After we realize that belief in God has nothing to do with realizing moral facts, we have all our work cut out for us to show how we differentiate right from wrong. The point is, we care what is ACTUALLY right or ACTUALLY wrong. We don't need an immaterial being to decide and then coerce us to do one or the other.
I personally see things in a non-naturalistic way. That is, I see good and bad as a spectrum that exists independently of the natural world. Kind of like centimeters. No "centimeter" exists in reality. But we still use centimeters to measure things IN reality. And we measure precisely when doing so. Likewise, I think "goodness" is a definite concept... just like the centimeter is definite.

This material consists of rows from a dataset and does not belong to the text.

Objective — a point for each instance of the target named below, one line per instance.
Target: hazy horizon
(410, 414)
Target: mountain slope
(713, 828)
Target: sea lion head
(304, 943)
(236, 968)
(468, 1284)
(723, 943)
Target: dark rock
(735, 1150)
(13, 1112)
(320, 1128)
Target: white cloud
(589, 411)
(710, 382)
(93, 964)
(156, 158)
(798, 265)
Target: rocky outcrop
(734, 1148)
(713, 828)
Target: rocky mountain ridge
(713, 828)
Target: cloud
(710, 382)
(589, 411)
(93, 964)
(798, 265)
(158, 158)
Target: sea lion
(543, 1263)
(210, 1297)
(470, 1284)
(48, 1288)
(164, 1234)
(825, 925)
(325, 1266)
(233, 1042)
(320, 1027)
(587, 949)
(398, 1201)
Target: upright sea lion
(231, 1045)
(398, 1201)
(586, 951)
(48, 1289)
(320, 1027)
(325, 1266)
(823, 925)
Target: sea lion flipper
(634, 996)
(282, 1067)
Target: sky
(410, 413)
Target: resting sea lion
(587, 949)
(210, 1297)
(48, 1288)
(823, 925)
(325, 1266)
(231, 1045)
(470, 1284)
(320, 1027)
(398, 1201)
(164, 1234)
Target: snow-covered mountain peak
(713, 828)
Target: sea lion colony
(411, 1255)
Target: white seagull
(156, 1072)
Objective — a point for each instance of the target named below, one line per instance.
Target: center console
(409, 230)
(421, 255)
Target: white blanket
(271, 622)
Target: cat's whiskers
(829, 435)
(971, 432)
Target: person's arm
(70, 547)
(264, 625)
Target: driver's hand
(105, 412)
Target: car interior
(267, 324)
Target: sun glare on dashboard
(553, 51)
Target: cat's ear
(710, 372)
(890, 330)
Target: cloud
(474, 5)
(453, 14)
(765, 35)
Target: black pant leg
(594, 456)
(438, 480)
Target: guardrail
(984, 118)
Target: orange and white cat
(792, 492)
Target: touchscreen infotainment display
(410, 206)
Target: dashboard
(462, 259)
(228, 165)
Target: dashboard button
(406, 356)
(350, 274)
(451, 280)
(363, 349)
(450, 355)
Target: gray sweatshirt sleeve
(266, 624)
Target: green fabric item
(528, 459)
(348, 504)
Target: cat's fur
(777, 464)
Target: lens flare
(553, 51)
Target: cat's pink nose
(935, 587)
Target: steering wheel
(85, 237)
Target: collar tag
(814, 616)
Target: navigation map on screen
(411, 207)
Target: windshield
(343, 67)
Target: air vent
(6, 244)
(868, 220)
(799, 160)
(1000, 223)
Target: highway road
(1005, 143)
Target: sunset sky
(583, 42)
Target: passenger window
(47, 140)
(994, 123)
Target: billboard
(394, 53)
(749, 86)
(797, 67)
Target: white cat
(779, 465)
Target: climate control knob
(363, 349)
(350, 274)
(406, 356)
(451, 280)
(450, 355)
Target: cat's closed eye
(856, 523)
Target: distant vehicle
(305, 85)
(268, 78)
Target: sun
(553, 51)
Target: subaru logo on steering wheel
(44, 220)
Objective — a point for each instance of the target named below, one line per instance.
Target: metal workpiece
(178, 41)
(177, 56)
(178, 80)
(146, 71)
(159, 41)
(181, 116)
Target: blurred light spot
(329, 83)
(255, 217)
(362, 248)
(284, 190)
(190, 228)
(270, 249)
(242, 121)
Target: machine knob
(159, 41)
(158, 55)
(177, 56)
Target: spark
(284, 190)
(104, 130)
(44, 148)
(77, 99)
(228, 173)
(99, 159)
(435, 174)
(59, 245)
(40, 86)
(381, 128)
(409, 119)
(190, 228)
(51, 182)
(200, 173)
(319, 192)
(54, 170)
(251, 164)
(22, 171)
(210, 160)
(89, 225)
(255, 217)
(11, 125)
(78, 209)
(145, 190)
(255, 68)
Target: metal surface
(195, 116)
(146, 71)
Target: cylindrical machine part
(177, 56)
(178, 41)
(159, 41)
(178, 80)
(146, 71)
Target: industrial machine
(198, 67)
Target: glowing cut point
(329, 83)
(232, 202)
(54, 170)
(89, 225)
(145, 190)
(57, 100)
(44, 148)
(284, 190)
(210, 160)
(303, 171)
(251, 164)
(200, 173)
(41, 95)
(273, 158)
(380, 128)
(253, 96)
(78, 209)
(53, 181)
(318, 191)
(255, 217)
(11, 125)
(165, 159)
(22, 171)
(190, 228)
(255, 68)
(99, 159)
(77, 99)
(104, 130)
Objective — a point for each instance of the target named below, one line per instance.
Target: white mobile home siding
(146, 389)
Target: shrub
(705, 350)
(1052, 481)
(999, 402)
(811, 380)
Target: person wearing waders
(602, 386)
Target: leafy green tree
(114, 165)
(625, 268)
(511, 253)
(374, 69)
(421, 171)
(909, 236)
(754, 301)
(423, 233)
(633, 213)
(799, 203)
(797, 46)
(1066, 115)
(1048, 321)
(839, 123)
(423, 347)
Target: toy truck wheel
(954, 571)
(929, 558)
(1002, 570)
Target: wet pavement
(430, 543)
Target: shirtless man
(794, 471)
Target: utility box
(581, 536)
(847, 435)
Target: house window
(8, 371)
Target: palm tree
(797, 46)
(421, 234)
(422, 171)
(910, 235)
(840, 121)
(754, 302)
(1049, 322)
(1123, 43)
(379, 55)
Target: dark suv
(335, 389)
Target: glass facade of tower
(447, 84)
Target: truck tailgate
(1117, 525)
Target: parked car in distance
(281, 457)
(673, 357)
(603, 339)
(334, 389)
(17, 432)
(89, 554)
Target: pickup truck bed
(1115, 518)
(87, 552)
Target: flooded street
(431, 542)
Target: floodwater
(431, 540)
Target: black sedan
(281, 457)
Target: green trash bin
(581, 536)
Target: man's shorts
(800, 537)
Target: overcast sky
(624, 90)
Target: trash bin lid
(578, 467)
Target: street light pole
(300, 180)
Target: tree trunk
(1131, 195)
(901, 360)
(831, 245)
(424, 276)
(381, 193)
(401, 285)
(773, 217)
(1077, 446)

We could use another unit of measurement (say inches) but in the end, either of these units of measurement measure the same thing, and make the same exact measurements.
But not all atheistic moral realists think the way I do. Some want to say, "moral facts are natural facts."
"The moon is influenced by Earth's gravity." --- this is a natural fact. "Something about rape is why rape is wrong." Is another natural fact, so say the naturalists. The "wrongness" of rape is a feature of rape. Like craters on the moon are features of the moon. The wrongness is right there, waiting for us to observe it with our telescopes and microscopes.
So there you have it, OP. Two ways to get to moral realism without a god. But the REAL challenge is finding out what a god has to do with morality in the first place. Or if there is any way to say, "God exists, therefore morality." I don't see how it can be done.